The EPA has a large  role in the National Strategy including its use of the harmonized risk assessment guidance; development and implementation of toxicity testing guidelines for honey bees; reevaluation of the risk, and development of a new use policies for certain neonicotinoid pesticides; and conducting risk assessments on new active ingredients and on selected registered active ingredients.

EPA will implement risk management measures by

  • Working with state and tribal partners to develop managed pollinator protection plans aimed at mitigating pesticide exposure.
  • Improving pesticide labeling and restriction of pesticides that are acutely toxic to bees when applied to foliage.
  • Reducing the exposure of bees to pesticide dusts generated during the planting of pesticide-treated seed.
  • Expedited review of new Varroa mite control pesticides.
  • Encouraging and enhancing pollinator protection and habitat activities.
  • Evaluation and mitigation of pesticide impacts on monarch butterflies.

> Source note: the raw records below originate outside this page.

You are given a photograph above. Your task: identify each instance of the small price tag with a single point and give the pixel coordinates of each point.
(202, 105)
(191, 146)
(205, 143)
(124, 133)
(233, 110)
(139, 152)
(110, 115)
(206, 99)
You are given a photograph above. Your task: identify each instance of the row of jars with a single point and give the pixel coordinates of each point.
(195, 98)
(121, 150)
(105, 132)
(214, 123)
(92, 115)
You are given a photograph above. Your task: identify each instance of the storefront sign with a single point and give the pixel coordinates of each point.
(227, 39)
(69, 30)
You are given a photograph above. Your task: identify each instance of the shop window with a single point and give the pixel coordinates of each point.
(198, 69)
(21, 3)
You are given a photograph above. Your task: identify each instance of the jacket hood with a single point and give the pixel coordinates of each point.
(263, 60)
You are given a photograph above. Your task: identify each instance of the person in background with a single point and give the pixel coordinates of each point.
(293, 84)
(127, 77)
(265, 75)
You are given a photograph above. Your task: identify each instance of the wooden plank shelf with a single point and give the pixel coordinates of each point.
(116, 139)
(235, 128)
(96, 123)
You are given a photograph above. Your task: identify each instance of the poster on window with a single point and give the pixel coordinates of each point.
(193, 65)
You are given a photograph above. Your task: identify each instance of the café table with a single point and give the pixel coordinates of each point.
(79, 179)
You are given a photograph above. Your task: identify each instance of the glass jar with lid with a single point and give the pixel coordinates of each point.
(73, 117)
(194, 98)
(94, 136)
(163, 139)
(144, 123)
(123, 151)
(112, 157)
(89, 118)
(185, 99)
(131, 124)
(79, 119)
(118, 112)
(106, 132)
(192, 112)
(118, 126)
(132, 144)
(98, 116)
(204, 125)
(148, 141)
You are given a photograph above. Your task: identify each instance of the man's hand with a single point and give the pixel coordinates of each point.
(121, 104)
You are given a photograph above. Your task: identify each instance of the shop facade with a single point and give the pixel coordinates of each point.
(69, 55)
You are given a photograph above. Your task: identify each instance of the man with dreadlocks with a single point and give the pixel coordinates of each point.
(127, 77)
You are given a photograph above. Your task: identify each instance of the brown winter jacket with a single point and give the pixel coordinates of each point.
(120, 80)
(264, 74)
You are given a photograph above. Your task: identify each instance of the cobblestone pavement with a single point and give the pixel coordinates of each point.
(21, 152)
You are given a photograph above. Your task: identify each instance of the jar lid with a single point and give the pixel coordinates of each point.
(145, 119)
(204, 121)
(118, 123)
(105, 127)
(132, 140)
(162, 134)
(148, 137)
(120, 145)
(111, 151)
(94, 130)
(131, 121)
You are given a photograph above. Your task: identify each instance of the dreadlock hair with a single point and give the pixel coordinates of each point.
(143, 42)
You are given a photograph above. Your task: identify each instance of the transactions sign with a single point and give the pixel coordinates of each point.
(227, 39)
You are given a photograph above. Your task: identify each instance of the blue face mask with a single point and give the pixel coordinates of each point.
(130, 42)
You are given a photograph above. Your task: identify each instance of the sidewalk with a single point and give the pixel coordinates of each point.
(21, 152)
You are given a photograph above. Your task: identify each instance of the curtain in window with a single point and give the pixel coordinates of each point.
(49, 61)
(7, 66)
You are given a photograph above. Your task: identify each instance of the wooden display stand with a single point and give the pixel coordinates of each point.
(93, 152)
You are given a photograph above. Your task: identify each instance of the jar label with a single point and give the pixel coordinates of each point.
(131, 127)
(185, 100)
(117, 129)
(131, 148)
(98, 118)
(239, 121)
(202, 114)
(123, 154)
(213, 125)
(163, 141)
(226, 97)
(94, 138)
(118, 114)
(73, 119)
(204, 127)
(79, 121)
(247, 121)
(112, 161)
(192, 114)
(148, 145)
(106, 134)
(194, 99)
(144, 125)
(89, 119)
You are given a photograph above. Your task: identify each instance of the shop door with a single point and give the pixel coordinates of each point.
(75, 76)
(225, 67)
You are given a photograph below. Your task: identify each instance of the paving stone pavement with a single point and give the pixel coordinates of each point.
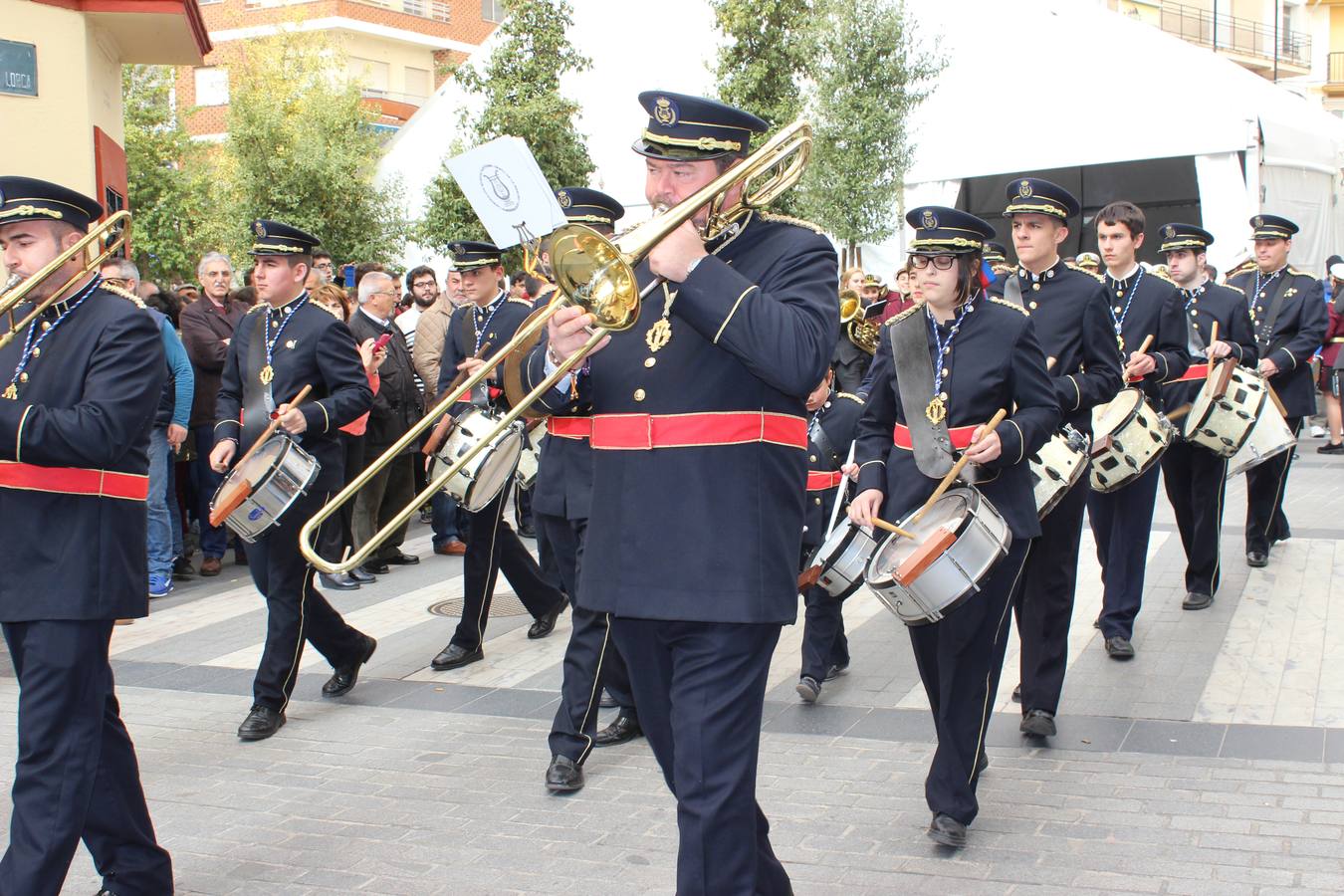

2017 EPA Policy to Mitigate the Acute Risk to Bees from Pesticide Products

Development of Michigan’s MP3

In response to the 2014 presidential memorandum issued by the president, the EPA was charged with developing a method to assess the effect of pesticides on pollinator health, engage states and tribes in the development of managed pollinator protection plans, as well as carry out actions to enhance the environment to support more pollinator friendly habitat. Numerous other states began to address the issues surrounding managed pollinators prior to the presidential memorandum,  engaging stakeholders and developing MP3 plans. Michigan held an inaugural meeting in February 2016  in order to bring together representatives from research, government, pollinator organizations, and pesticide organizations to start discussing and developing a plan for the long term health of Michigan pollinators. The purpose of this meeting was to bring together interested stakeholders to develop a plan for wild and managed pollinator protection and stewardship. The three main objectives for the meeting included

  1. Building relationships between interested parties in Michigan, representing research, government, grower, and beekeeper groups to share existing work and open pathways for future collaboration.

  2. Develop a managed pollinator protection plan that is consistent with the National EPA Pollinator Protection Plans that allows for adequate protection of native and wild pollinator populations, while simultaneously maintaining the ability for agricultural producers to produce their crop.

  3. Develop a method and strategy of communication with the  public and a wider group of stakeholders.